TYPEMATCHSEO

TYPEMATCH.

V2.1

700
400
PAIRING ID: PAR-SOR // ETHOS: HANDWRITING + SERIF

Balancing Parisienne with Sorts Mill Goudy

Anchor the expressive personality of Parisienne with the utilitarian clarity of Sorts Mill Goudy.

Display Face

Parisienne

Weight: 700

Body Face

Sorts Mill Goudy

Weight: 400

This pairing is engineered for teams that need a clear hierarchy without sacrificing brand voice. Parisienne brings french, classic, script energy to hero units, pricing sections, and campaign headlines. Sorts Mill Goudy absorbs the heavy lifting for paragraphs, product storytelling, and UI labels with its old-style, goudy, revival texture and dependable rhythm. Together they create a typography stack that scales from high-impact landing pages to dense documentation without retooling your CSS tokens.

Typographic Hierarchy & Scale

H1The Quick Fox
H2The Quick Fox
H3The Quick Fox
PThe quick brown fox jumps over...
Dark Context
Aa

High contrast negative space.

Accent
Gg

Legibility on high-chroma.

Pairing Strategy

Balancing Parisienne with Sorts Mill Goudy

Anchor the expressive personality of Parisienne with the utilitarian clarity of Sorts Mill Goudy.

This pairing is engineered for teams that need a clear hierarchy without sacrificing brand voice. Parisienne brings french, classic, script energy to hero units, pricing sections, and campaign headlines. Sorts Mill Goudy absorbs the heavy lifting for paragraphs, product storytelling, and UI labels with its old-style, goudy, revival texture and dependable rhythm. Together they create a typography stack that scales from high-impact landing pages to dense documentation without retooling your CSS tokens.

Parisienne thrives as a headline face thanks to its french, classic, script qualities. Use weights 400–600 for crisp editorial lockups.
Sorts Mill Goudy excels in paragraphs and UI thanks to its old-style, goudy, revival traits. Keep it between weights 400–600 for optimal readability.
Hierarchy guidance: run a 1:1.4 modular scale and reserve Parisienne for H1–H3 while Sorts Mill Goudy powers captions, body copy, and data tables.

Best-Fit Use Cases

  • High-growth SaaS landing pages that require french hero statements with trustworthy product copy.
  • Editorial magazines and thought-leadership hubs where Parisienne can dramatize pull quotes while Sorts Mill Goudy keeps 1,500-word essays skimmable.
  • Conversion funnels or onboarding flows that need Sorts Mill Goudy's old-style voice to balance Parisienne's attention-grabbing display.

Accessibility Notes

Maintain a minimum 4.5:1 contrast ratio for Sorts Mill Goudy body copy and loosen letter-spacing to 0.01em for uppercase Parisienne moments.
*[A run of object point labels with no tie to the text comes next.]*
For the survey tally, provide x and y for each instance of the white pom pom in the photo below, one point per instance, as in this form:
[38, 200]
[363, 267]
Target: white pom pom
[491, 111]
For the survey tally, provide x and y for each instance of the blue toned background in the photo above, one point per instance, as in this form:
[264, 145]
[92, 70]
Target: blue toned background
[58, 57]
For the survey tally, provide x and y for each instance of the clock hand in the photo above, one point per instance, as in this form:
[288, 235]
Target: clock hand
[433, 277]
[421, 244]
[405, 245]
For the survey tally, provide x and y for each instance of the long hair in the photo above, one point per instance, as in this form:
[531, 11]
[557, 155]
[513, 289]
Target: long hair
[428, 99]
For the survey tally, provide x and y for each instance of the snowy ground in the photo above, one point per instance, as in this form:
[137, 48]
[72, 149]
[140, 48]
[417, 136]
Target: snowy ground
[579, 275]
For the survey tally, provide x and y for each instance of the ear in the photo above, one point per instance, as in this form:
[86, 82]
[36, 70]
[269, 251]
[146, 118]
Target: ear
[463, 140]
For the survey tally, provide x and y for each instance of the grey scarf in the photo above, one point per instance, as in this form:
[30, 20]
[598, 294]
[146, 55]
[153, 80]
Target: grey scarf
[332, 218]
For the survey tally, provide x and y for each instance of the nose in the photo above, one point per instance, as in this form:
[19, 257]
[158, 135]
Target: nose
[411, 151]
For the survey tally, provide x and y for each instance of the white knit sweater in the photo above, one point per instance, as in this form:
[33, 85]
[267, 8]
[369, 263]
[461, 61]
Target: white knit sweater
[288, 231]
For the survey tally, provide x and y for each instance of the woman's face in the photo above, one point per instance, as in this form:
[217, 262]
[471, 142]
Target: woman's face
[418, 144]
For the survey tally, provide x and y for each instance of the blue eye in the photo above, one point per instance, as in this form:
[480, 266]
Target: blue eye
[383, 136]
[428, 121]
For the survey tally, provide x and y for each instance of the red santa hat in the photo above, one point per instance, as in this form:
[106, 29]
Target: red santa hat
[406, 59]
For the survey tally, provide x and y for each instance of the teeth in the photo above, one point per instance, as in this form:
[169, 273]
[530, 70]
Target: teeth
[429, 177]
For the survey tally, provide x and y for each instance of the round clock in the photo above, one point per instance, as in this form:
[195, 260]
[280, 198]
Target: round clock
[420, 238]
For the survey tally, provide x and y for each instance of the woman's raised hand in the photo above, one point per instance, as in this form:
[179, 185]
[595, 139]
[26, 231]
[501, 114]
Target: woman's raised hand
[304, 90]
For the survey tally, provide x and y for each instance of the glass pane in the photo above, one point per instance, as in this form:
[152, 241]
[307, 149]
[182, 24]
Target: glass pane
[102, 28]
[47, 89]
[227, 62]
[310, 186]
Pairing different categories demands disciplined color pairing—test both light and dark themes to ensure Sorts Mill Goudy does not bloom at small sizes.

CSS Implementation Cheatsheet

:root {
  --tm-header-family: 'Parisienne', handwriting;
  --tm-body-family: 'Sorts Mill Goudy', serif;
  --tm-header-weight: 400;
  --tm-body-weight: 400;
  --tm-header-tracking: -0.04em;
  --tm-body-tracking: 0em;
}
Heading scale: clamp(2.75rem, 4.5vw, 5.25rem) for H1, clamp(1.5rem, 2.8vw, 3rem) for H2, and keep paragraph size at 1rem–1.125rem with 1.6 line-height.
Component guidance: Buttons inherit Parisienne at 400 for momentum, while forms, tables, and footnotes stay on Sorts Mill Goudy with 400 weight for predictable kerning.

FAQs

Why does Parisienne make sense as the lead font?

Parisienne owns the emotional register of this system. Its french, classic, script profile helps anchor campaign creative, meaning marketing and product teams can reuse the same voice without reinventing the scale.

Where should Sorts Mill Goudy show up?

Sorts Mill Goudy is the workhorse. Keep it in paragraphs, long-form editorial, knowledge bases, or anywhere legibility is non-negotiable. Its old-style, goudy, revival qualities reduce fatigue on dense layouts.

Does this pairing support complex localization?

Yes—both families are available on Google Fonts with generous glyph coverage. Test cyrillic/latin accents early, but most Latin-based locales and UI patterns are fully supported.